Liotard reçoit une première formation dans l’atelier genevois de Daniel Gardelle, où il apprend la rigueur du portrait miniaturiste, avant de rejoindre Paris en 1723. Il y travaille auprès de Jean-Baptiste Massé et François Lemoyne, deux peintres reconnus de la cour. Ses progrès fulgurants lui valent d’être invité à Naples par le marquis de Puysieux, où il perfectionne son art dans un environnement cultivé et cosmopolite. Ces premières années sont essentielles pour structurer son langage artistique, alliant précision académique et sensibilité individuelle. Il découvre aussi les techniques de peinture sur verre et sur émail, qui viendront enrichir son répertoire.

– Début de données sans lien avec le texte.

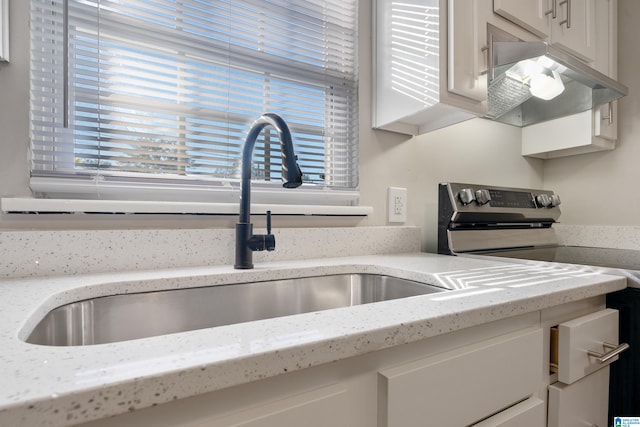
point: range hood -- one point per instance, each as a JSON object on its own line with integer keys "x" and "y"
{"x": 531, "y": 82}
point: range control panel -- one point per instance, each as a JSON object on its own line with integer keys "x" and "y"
{"x": 520, "y": 203}
{"x": 503, "y": 197}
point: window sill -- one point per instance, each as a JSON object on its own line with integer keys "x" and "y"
{"x": 11, "y": 205}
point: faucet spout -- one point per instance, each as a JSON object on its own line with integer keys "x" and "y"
{"x": 246, "y": 241}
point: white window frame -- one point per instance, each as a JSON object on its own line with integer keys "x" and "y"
{"x": 123, "y": 187}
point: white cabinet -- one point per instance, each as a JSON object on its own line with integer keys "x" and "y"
{"x": 593, "y": 130}
{"x": 452, "y": 388}
{"x": 410, "y": 93}
{"x": 532, "y": 15}
{"x": 567, "y": 24}
{"x": 584, "y": 403}
{"x": 584, "y": 348}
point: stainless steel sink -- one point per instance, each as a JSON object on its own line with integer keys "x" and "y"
{"x": 130, "y": 316}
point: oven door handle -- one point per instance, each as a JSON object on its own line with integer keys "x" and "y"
{"x": 614, "y": 350}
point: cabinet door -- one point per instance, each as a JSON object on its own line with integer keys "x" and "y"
{"x": 327, "y": 406}
{"x": 583, "y": 403}
{"x": 532, "y": 15}
{"x": 573, "y": 29}
{"x": 530, "y": 413}
{"x": 467, "y": 49}
{"x": 462, "y": 386}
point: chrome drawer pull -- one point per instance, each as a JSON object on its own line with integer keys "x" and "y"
{"x": 614, "y": 351}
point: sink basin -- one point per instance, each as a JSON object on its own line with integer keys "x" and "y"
{"x": 130, "y": 316}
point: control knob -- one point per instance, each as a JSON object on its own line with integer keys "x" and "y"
{"x": 466, "y": 196}
{"x": 483, "y": 197}
{"x": 543, "y": 200}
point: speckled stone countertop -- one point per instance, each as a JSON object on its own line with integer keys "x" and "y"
{"x": 59, "y": 386}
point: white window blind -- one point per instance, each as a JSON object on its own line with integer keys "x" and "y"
{"x": 148, "y": 98}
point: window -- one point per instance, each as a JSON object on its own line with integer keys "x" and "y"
{"x": 152, "y": 99}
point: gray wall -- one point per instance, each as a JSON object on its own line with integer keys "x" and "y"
{"x": 474, "y": 151}
{"x": 602, "y": 188}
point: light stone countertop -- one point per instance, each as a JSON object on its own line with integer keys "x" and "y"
{"x": 59, "y": 386}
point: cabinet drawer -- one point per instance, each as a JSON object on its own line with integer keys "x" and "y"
{"x": 488, "y": 377}
{"x": 583, "y": 403}
{"x": 529, "y": 413}
{"x": 577, "y": 337}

À partir de 1735, la carrière de Liotard prend un tournant international. À Rome, il réalise les portraits du pape Clément XII et de plusieurs cardinaux, ce qui lui ouvre les portes des grandes cours européennes. Il voyage sans relâche : Vienne, Londres, Venise, Amsterdam, Lyon, Francfort... et dans chaque ville, il reçoit des commandes prestigieuses. Ses modèles sont des empereurs, reines, princes, diplomates, et membres des hautes sphères sociales. Il immortalise notamment l’empereur François-Étienne de Lorraine, Marie-Thérèse d’Autriche et leurs enfants, mais aussi le roi Louis XV et les membres de la famille royale anglaise. Ce succès repose sur son œil aigu pour les détails, sa capacité à restituer les textures des étoffes, les carnations et les expressions avec un réalisme saisissant. Il refuse toute flatterie, préférant une vérité élégante à l’idéalisation.
L’un des moments décisifs de son parcours est son voyage en Orient. Fasciné par l’Italie, la Grèce et surtout l’Empire ottoman, Liotard séjourne à Constantinople pendant cinq ans. Il y adopte le mode de vie local, porte la longue barbe et des habits turcs, ce qui lui vaut le surnom de "peintre turc". Inspiré par les scènes de vie quotidienne, il peint hommes et femmes dans des intérieurs feutrés, capturant la richesse des tissus, la douceur des regards et l’intimité des gestes. Cette immersion dans l’univers ottoman marque profondément son style et participe à forger une identité artistique unique. Même ses autoportraits, qu’il réalise tout au long de sa vie, le montrent en caftan, revendiquant cette esthétique orientalisante et son statut d’artiste voyageur.